The contribution of net exports to China's growth has increased significantly in recent years, as reflected in the surging trade surplus as a share of GDP. The analysis above suggests that a significant part of the increase reflects structural changes in the Chinese economy, particularly the rising domestic content of its exports. Moreover, the two key trends described here imply that China has become more vulnerable to external shocks, such as a real exchange rate appreciation or a slowdown in external demand, than is generally assumed. This underscores the need to hasten the rebalancing of China's growth away from potentially volatile net exports toward a more sustainable path driven by domestic demand.
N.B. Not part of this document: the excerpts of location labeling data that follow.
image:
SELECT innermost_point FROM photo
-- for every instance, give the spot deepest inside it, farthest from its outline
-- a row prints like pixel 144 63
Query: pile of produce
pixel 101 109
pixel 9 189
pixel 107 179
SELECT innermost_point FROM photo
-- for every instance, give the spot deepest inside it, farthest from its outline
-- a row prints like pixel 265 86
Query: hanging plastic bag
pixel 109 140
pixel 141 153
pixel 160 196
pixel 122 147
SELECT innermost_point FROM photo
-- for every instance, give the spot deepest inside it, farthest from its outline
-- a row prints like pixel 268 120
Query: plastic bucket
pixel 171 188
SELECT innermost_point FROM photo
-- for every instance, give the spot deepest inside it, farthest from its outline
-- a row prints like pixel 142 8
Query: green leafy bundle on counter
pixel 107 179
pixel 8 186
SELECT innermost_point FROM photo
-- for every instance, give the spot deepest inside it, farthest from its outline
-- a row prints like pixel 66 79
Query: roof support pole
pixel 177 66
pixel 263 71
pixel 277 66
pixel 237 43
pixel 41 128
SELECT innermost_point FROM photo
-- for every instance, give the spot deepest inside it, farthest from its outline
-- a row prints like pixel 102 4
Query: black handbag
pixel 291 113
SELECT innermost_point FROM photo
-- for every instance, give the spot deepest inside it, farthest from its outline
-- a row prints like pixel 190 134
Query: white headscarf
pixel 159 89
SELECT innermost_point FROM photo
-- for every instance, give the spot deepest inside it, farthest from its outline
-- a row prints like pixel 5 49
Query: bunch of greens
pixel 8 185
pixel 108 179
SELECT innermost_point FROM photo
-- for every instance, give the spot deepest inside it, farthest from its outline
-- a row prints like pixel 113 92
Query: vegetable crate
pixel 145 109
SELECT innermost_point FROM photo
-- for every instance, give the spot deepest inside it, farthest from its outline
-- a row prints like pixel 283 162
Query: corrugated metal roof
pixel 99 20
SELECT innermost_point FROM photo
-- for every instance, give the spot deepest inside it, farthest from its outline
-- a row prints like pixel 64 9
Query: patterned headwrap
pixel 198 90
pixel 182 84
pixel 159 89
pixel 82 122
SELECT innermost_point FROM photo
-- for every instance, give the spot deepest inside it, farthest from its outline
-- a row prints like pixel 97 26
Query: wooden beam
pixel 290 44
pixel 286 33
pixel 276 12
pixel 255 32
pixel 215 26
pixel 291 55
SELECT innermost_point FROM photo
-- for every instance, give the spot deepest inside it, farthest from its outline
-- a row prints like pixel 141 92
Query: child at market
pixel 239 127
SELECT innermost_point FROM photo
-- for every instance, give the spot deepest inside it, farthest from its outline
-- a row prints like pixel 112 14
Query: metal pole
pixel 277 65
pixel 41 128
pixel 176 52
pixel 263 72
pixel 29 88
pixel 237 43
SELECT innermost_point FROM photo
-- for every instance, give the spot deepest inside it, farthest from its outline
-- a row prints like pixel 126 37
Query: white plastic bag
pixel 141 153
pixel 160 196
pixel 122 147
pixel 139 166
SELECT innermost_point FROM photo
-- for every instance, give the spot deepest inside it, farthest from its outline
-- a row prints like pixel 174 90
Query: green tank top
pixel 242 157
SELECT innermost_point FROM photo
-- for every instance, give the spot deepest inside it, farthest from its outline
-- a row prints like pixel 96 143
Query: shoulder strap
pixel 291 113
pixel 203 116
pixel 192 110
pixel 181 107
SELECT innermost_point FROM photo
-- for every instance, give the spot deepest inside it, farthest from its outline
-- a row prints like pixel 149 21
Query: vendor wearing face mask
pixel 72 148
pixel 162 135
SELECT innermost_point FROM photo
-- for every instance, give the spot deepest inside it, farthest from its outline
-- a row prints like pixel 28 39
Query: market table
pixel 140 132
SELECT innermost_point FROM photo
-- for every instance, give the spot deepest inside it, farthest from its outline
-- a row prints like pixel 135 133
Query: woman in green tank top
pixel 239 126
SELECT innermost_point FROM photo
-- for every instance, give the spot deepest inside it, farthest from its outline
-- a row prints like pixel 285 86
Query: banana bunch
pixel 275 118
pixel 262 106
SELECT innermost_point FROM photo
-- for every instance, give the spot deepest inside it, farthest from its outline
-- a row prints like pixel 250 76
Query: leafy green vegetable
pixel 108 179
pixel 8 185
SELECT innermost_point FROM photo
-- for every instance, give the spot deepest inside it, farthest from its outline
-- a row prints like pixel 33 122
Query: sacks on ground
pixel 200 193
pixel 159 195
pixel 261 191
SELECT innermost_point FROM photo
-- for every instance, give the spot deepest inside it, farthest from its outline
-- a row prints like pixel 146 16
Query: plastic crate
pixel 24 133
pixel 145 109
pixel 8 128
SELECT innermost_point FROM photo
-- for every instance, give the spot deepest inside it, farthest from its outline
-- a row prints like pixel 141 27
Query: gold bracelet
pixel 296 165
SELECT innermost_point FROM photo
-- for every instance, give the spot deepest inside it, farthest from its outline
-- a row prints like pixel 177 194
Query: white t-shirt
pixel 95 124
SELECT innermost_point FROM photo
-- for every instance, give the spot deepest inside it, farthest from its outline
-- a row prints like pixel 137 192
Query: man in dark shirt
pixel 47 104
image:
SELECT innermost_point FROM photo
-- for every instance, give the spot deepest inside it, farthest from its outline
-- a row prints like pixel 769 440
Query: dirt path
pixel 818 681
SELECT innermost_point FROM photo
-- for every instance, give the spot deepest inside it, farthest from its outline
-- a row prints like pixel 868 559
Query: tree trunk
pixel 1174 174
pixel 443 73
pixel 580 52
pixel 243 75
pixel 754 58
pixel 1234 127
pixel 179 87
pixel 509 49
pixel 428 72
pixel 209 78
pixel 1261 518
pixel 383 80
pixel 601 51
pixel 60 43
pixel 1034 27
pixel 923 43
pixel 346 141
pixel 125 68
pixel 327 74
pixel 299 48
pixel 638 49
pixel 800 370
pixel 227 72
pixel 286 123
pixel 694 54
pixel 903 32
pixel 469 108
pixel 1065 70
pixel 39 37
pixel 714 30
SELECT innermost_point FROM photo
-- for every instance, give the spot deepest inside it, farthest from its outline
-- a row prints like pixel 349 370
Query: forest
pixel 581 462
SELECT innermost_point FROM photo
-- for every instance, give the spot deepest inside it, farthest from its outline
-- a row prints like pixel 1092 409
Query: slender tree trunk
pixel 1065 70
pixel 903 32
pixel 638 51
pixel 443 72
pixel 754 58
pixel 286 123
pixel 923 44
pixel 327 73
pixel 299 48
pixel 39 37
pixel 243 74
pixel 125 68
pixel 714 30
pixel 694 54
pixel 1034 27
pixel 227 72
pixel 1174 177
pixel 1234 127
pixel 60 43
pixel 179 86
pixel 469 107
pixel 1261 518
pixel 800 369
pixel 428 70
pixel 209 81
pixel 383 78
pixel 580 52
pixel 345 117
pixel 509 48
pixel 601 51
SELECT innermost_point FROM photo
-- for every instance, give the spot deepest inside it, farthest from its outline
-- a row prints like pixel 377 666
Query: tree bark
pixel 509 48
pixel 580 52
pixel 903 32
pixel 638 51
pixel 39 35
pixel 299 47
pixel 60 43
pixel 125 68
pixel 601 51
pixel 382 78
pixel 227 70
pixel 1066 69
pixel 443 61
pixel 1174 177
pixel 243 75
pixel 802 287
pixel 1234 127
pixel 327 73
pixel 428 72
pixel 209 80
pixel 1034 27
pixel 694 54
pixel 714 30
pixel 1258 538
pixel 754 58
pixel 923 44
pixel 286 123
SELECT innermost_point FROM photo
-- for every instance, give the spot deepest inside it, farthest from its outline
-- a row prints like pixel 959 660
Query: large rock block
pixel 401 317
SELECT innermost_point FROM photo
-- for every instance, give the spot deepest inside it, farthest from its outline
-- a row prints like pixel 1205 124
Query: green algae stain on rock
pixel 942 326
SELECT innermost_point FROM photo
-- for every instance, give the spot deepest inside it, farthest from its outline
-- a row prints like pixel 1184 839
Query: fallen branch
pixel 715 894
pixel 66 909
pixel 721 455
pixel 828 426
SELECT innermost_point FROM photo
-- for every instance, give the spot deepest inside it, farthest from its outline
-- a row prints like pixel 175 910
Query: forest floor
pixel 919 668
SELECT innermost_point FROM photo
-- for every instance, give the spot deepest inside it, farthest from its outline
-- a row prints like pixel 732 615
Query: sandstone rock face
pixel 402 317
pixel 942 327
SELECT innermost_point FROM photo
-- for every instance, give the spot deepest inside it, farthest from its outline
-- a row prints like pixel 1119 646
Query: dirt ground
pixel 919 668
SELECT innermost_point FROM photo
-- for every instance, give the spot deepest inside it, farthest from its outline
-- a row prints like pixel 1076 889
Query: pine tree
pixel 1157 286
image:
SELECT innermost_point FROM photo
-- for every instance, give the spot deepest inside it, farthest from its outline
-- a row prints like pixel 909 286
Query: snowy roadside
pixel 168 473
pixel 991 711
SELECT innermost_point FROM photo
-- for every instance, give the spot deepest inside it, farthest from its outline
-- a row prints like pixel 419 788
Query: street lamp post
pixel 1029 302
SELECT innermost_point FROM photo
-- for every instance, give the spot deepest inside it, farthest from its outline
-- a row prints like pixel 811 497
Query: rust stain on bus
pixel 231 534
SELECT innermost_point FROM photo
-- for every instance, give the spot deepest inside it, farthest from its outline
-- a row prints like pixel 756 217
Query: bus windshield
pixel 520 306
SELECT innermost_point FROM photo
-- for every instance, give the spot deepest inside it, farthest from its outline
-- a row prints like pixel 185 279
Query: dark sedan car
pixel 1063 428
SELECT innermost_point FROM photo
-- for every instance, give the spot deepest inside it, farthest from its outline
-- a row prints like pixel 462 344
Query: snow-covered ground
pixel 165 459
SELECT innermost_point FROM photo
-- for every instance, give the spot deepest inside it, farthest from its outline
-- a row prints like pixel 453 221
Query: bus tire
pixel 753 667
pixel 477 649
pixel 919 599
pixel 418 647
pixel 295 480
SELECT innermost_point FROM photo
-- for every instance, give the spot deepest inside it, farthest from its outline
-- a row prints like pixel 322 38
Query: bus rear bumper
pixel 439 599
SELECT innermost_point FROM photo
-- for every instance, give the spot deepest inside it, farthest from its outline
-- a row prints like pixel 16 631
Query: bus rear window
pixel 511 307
The structural changes in China also have important regional implications for trade flows within Asia and the evolution of regional production networks. In recent years, China has displaced the United States as the largest export market for an increasing number of Asian countries. It has also been pivotal in boosting intraregional trade and FDI, particularly in the form of intermediate goods channeled through multinationals as part of cross-border chains. Indeed, intermediate products account for almost three-fifths of the increase in trade within Asia over the past decade. But as China begins to specialize in more parts of the production chain, its imports of intermediate goods from the region could start to fall.
On their own, these trends could decrease intraregional trade links. However, the potential expansion of China's domestic market creates opportunities for the regional economies, for example, to produce higher-tech goods that China is unlikely to be able to produce domestically in the near future. These developments highlight the need for regional economies to advance their technological innovation and move up the quality chain. At the same time, to the extent that China's comparative advantage evolves and its labor costs rise as a consequence, the lower-income countries in Southeast Asia could take China's place at the lower end of these networks.